Cenaze namazının ardından konuşan Cumhurbaşkanı Erdoğan, “Gerçekten şu anda ebediyete Hakk’a ablaların ablasını uğurluyoruz. Muhabbetinde hep şunu söylerdi. ‘Anneciğim, ablacığım’ hep bunları söylerdi. Böyle bir güzelliği vardı. Tabii, hem bizim Cumhurbaşkanlığı’nın ödüller ödülünden bir tanesini alan bir ablamızdı hem bizimle birlikte yol arkadaşlığını yapan bir ablamız, bir hanımefendiydi. Az önce, hocamın da ifade ettiği gibi o güzelliklere sahip bir abla, bir anneydi. Rabbim mekanını cennet eylesin. Bizi inşallah cennetinde bir arada haşrucem eylesin. Ben tüm ailesine de baş sağlığı dilerken, toprak anamız evet, ebediyete uğurlanıyor. O gerçekten toprak ana olmayı sürekli bizlere de ifade ederdi. Rabbim yar ve yardımcımız olsun. Eyüp Sultan Hazretlerinin hemen bu hazirede olması bizler için onunla bu dünyada çok daha fazla bir arada olmayı inşallah bizlere nasip edecektir. Geldik, gidiyoruz ve tabi ki şu anda özellikle ebediyete uğurladığımız Alev anamız, ablamızla da ebediyette Rabbim bizleri haşrucem eylesin. Hocam zaten kelamların en güzelini ifade etti” diye konuştu.

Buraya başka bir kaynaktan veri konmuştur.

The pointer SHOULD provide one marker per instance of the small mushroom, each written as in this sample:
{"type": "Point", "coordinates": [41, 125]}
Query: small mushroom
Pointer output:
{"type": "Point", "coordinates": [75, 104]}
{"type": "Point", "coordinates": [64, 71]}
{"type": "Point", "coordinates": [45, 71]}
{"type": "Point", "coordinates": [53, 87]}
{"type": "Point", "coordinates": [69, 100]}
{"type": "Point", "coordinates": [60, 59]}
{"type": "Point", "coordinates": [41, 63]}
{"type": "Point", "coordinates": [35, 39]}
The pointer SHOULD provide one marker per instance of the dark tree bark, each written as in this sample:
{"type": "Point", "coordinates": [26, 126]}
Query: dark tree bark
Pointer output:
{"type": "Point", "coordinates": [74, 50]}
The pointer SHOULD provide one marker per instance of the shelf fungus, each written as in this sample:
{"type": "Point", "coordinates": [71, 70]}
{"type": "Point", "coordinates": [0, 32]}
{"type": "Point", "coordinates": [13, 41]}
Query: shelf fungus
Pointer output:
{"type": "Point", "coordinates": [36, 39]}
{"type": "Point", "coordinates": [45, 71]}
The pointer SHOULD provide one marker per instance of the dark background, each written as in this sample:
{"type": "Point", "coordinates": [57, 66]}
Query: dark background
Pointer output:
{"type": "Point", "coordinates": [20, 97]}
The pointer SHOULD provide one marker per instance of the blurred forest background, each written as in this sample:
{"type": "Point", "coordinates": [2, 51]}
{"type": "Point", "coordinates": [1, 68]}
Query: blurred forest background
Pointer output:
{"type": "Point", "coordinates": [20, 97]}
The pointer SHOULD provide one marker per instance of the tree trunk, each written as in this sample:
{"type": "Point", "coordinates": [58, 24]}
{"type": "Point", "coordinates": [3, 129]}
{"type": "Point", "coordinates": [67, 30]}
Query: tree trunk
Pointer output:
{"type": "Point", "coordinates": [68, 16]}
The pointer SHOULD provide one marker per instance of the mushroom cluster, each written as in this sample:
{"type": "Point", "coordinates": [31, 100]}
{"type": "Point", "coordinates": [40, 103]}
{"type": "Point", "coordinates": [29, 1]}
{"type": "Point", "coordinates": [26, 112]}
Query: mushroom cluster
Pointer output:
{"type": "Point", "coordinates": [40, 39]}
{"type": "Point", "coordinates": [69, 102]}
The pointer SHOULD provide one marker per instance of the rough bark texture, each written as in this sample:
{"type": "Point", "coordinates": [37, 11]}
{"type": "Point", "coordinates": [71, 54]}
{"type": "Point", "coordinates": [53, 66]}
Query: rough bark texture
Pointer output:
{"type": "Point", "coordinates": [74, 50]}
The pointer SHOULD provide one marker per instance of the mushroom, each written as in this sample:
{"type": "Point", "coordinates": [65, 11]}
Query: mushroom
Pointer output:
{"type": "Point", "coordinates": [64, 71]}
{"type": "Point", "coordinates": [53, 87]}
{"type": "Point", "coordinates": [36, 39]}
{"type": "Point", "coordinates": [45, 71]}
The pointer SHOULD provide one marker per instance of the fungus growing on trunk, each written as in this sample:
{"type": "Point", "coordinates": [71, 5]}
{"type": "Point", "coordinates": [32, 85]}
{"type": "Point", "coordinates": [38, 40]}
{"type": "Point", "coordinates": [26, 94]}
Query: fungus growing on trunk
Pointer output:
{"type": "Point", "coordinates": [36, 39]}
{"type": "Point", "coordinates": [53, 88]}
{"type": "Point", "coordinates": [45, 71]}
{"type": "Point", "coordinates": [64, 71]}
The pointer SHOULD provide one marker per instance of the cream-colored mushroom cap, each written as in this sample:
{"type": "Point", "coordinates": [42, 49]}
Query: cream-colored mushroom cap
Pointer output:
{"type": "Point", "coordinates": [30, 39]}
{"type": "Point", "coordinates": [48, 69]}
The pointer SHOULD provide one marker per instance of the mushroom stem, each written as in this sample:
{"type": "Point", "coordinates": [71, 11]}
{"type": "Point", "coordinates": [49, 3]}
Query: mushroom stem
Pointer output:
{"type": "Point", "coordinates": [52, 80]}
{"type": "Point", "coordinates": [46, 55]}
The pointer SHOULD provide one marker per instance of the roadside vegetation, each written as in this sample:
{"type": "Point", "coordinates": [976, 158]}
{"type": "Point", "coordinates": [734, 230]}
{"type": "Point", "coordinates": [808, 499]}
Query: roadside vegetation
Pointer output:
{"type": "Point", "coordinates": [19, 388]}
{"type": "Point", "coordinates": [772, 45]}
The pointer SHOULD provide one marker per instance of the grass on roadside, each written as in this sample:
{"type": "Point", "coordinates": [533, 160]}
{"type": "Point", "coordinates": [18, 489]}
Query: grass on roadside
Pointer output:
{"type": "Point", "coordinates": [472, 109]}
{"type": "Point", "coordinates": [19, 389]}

Yazar Alatlı’nın naaşı kılınan cenaze namazının ardından, Mihrişah Valide Sultan Haziresi’ne defnedildi. Cumhurbaşkanı Erdoğan da tabuta omuz verdi.
“TÜRKİYE’Yİ BİRLEŞTİREN BİR MAYAYDI”
AK Parti Kayseri Milletvekili Ayşe Böhürler, “Büyük bir kayıp. Hoca, Türkiye’yi birleştiren bir mayaydı. Türkiye meselesini, Türkiye’nin güçlenmesini nasıl daha iyi olura kafa yoran, yerli bir aydındı. Kendi batı kutbundan doğu kutbuna hicret ettim diye tanımlıyordu. Son ana kadar şuurunu hiç kaybetmedi, bilincini hiç kaybetmedi. Son ana kadar Türkiye için ne yapabiliriz meselelerini hasta yatağında konuşurdu. Etrafıyla yaptığı bütün sohbetlerde de bunu hep taşıdı. Bilgisiyle, birikimiyle, çok çeşitli felsefeden, ilahiyata, ekonomiye çok çeşitli alanlardaki eğitimiyle Türkiye’nin en büyük birikimlerinden birisiydi. Müthiş bir aydındı, müthiş bir zekaydı. Her şeyden önce bir dosttu. Kapadokya’da bir üniversite açmayı bozkıra bir çekirdek bırakmak gibi görmüştü. Alev Alatlı, hepimiz için arkamızda dağdı. Ruhu şad olsun” dedi.
Yücel Arzen de, “Alev Alatlı yazdıklarıyla, öğrencileriyle hür fikir dünyamızın binlerce yıldır getirdiğimiz bize ait düşünme biçimimizin çok önemli isimlerinden bir tanesiydi. Önemli bir mayaydı. Bu mayayı gelecek kuşaklara çalmak adına fikir dünyasını temsilen çalmak adına önemli bir çabanın ismidir. Kendi vasiyetinde Türkiye’yi ve Türkleri benzetebilecek onca güzel şey varken bir çalıya benzetmesi de müthiş mir metafor. Nasıl bir çalı bu? Elbette, zalimlerin, ayağına dolanan bir çalı. Türklüğü böyle ifade eden bir insan. Bizim zihin dünyamızın hürlüğü, özgürlüğü açısından bize çok şey katmıştır. Allah rahmet eylesin” diye konuştu.